“The assembly of biomolecules into condensates is a fundamental process underlying the organisation of the intracellular space and the regulation of many cellular functions. Mapping and characterising phase behaviour of biomolecules is essential to understand the mechanisms of condensate assembly, and to develop therapeutic strategies targeting biomolecular condensate systems. A central concept for characterising phase-separating systems is the phase diagram. Phase diagrams are typically built from numerous individual measurements sampling different parts of the parameter space. However, even when performed in microwell plate format, this process is slow, low throughput and requires significant sample consumption. To address this challenge, we present here a combinatorial droplet microfluidic platform, termed PhaseScan, for rapid and high-resolution acquisition of multidimensional biomolecular phase diagrams. Using this platform, we characterise the phase behaviour of a wide range of systems under a variety of conditions and demonstrate that this approach allows the quantitative characterisation of the effect of small molecules on biomolecular phase transitions.”
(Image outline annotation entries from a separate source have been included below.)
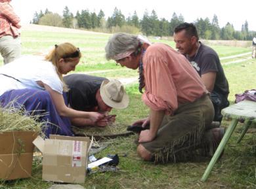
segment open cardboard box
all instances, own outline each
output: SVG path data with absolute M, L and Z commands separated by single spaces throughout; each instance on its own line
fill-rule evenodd
M 43 140 L 37 137 L 33 143 L 43 154 L 43 180 L 84 183 L 92 142 L 89 137 L 52 135 Z
M 0 179 L 13 180 L 31 177 L 33 131 L 0 132 Z

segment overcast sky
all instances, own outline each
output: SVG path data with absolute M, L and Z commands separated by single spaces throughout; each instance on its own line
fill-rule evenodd
M 49 10 L 62 15 L 65 6 L 75 15 L 76 12 L 88 9 L 98 13 L 102 9 L 105 18 L 111 16 L 116 7 L 127 18 L 135 10 L 142 18 L 145 10 L 151 14 L 154 9 L 158 18 L 165 18 L 170 21 L 174 12 L 181 14 L 185 22 L 192 22 L 198 18 L 208 17 L 211 22 L 214 14 L 219 20 L 221 27 L 229 22 L 236 30 L 241 30 L 245 21 L 248 22 L 249 30 L 256 31 L 255 0 L 12 0 L 11 5 L 22 19 L 22 23 L 32 20 L 35 11 Z

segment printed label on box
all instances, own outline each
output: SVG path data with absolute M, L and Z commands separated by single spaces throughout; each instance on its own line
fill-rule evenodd
M 81 167 L 81 141 L 74 141 L 73 142 L 72 150 L 72 167 Z

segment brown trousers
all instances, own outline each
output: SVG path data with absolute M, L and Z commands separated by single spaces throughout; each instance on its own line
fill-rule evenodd
M 205 95 L 180 105 L 174 115 L 165 115 L 155 139 L 142 145 L 154 155 L 156 163 L 191 160 L 202 153 L 198 150 L 204 146 L 202 143 L 213 140 L 211 133 L 205 132 L 213 118 L 213 104 Z

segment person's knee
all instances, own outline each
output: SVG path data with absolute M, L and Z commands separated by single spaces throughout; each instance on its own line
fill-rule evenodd
M 34 93 L 35 99 L 42 104 L 49 104 L 51 101 L 51 95 L 47 91 L 37 90 Z M 33 98 L 33 96 L 32 96 Z
M 150 161 L 152 159 L 151 152 L 146 150 L 142 145 L 139 145 L 137 153 L 145 161 Z

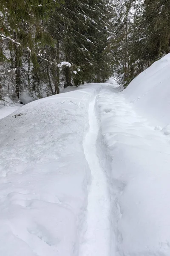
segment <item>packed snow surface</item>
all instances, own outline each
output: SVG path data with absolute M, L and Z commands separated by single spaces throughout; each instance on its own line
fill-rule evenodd
M 170 61 L 0 120 L 0 256 L 170 256 Z

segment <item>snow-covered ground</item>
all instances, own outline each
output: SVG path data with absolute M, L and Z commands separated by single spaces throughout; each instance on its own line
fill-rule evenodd
M 170 256 L 170 64 L 0 121 L 0 256 Z
M 0 101 L 0 119 L 10 115 L 23 106 L 20 103 L 14 103 L 8 97 L 6 97 L 5 101 Z

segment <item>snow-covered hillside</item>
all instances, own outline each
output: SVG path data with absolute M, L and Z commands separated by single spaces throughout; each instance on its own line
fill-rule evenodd
M 128 101 L 151 124 L 170 123 L 170 53 L 136 77 L 125 90 Z
M 170 255 L 169 61 L 0 121 L 0 256 Z

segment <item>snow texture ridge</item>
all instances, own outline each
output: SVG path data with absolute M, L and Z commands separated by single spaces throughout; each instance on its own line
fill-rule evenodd
M 170 61 L 1 119 L 0 256 L 170 256 Z

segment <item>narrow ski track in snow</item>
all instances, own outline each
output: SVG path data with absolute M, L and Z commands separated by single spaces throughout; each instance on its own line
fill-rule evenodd
M 99 127 L 94 109 L 96 99 L 89 105 L 89 129 L 83 143 L 91 183 L 79 256 L 108 256 L 110 253 L 110 199 L 107 178 L 96 152 Z

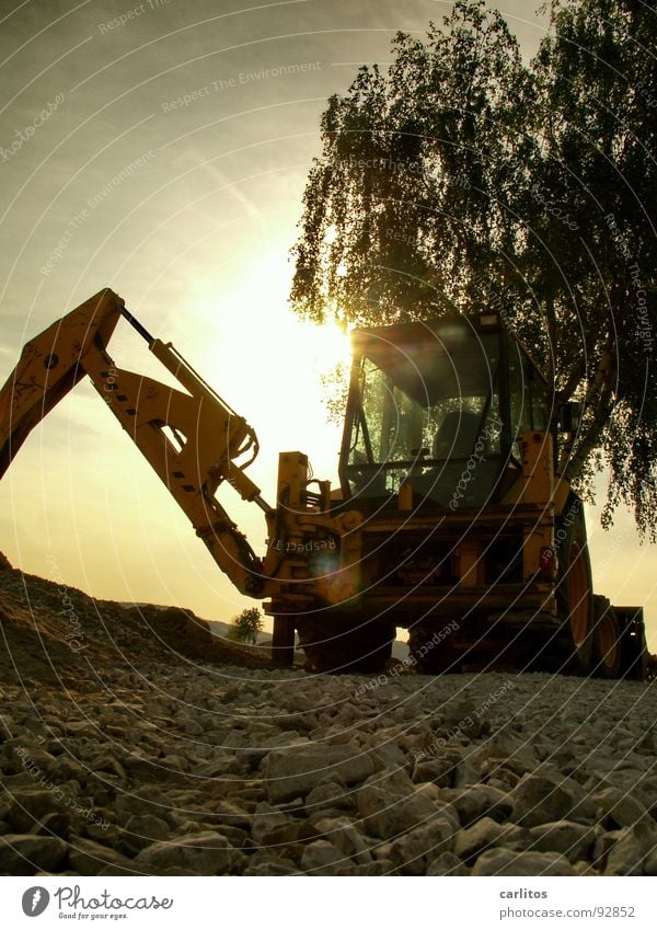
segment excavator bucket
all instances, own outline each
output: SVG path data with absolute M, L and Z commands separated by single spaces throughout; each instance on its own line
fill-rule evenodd
M 124 302 L 105 288 L 28 342 L 0 390 L 0 478 L 31 430 L 87 374 L 91 345 L 103 347 Z

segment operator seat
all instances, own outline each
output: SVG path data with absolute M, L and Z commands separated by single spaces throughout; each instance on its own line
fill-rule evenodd
M 466 459 L 479 437 L 481 417 L 469 410 L 448 413 L 434 437 L 434 459 Z

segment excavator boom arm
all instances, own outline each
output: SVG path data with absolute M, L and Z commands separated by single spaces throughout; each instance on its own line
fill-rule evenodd
M 122 315 L 184 390 L 115 365 L 106 346 Z M 254 430 L 172 345 L 153 338 L 108 288 L 25 345 L 0 390 L 0 478 L 31 430 L 85 375 L 188 516 L 219 567 L 242 593 L 265 593 L 261 560 L 215 496 L 227 481 L 244 500 L 270 512 L 244 473 L 257 455 Z

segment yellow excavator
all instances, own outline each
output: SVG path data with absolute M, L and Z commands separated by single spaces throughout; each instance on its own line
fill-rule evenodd
M 107 345 L 124 318 L 178 381 L 127 371 Z M 593 595 L 581 501 L 557 473 L 538 366 L 497 313 L 355 330 L 341 486 L 279 456 L 272 506 L 246 474 L 253 428 L 106 288 L 28 342 L 0 391 L 0 477 L 84 376 L 188 516 L 219 567 L 296 636 L 318 671 L 379 671 L 397 628 L 420 671 L 514 667 L 646 676 L 643 610 Z M 218 495 L 261 507 L 257 555 Z

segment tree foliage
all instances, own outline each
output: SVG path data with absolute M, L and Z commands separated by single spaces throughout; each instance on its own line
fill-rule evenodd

“a Droplets are generated using a flow-focussing microfluidic device controlled by automated syringe pumps and then imaged in wells by fluorescence microscopy. b At the droplet generating junction, aqueous solutions are combined under laminar flow before droplet formation. c Brightfield microscopy image of droplet generation (left) and combined fluorescence images of droplet generation (right) showing fluorescence of EGFP (green) and Alexa647 (magenta) barcodes for FUSG156E and PEG, respectively. d, e Epifluorescence microscopy images of trapped microdroplets, with EGFP and Alexa647 fluorescence corresponding to FUSG156E and PEG concentration, respectively. f Classification of droplets as phase separated (red outline) or homogeneous (blue outline) according to distribution of EGFP fluorescence. g Phase separated (left) and homogeneous (right) microdroplets imaged according to EGFP (top) and Alexa647 fluorescence (middle) and subsequent phase separation classification (bottom). Images correspond to the highlighted regions in (d–f). h Liquid condensates merge over time in microdroplets. i Phase diagram of EGFP-FUSG156E vs. PEG 6000 concentration, 50 mM Tris pH 7.4, 150 mM KCl. Red and blue data points in the scatter plot correspond to individual microdroplets classified as phase separated or homogeneous, respectively. The heat map corresponds to the probability of phase separation as determined by an SVM classifier trained on the droplet scatter plot. N = 2754 droplets. Yellow and cyan crosses correspond to phase separated and homogeneous behaviour as determined by manual pipetting experiment. Source data are provided as a Source Data file. Parts of this figure are reproduced with permission from Geiger et al.12.” Reproduced under a Creative Commons Attribution 4.0 International License from Arter, W.E., Qi, R., Erkamp, N.A. et al. Biomolecular condensate phase diagrams with a combinatorial microdroplet platform. Nat Commun13, 7845 (2022).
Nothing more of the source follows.